Collateral is a property or other asset that a borrower offers as way for a lender to secure the loan. However, banks and other lenders do not really want your collateral - they are not in the collateral business - they are in the money business.
Bankers say it is too costly for them to take ownership over such collateral should one's business default on payments.
To understand why banks may turn down a person seeking for loan despite having collateral, Daily Monitor spoke to some bankers and experts who offered some insights on this matter.
In an interview, Mr Charles Katongole, Standard Chartered bank's head financial markets & treasury market, said banks are not in the business of buying and selling off collaterals but financing businesses in form of loans which have to be paid back.

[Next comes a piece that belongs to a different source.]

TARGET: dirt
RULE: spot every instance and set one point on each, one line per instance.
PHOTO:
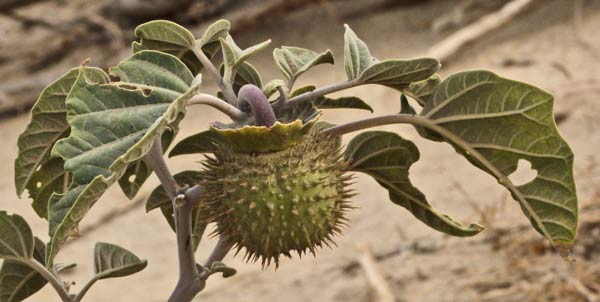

"The first primary thing that banks look for is viable business because what we are financing is business, collateral is just for securing the loan. A collateral is a secondary security," he stated.
One thing that all businesses have in common is that they exist to make money. In business sense, there is no other foundational point to any business aside or apart from making a profit.
Mr Katongle explained: "Banks in the first place prefer lending to businesses that have the ability to pay back the loan in a prescribed period."
This is the case because banks exist to provide finances needed by the business people to grow their businesses.
There are various types of businesses that people seek bank loans for. However, Mr Katongle said the types of business also matters when it comes to getting a loan despite one having collateral.
"If your business is in the areas which they (banks) are not focusing, even if you have the best collateral they may not give you the loan," he said.
He said banks may not focus in a specific business segment because they may consider that area as being very risky.
Banks remain important in the financial system of every country, although other financial intermediaries are growing in importance. First, Banks are vital to economic activity because they reallocate money or credit, from savers who have a temporary surplus of it, to borrowers who can make better use of it.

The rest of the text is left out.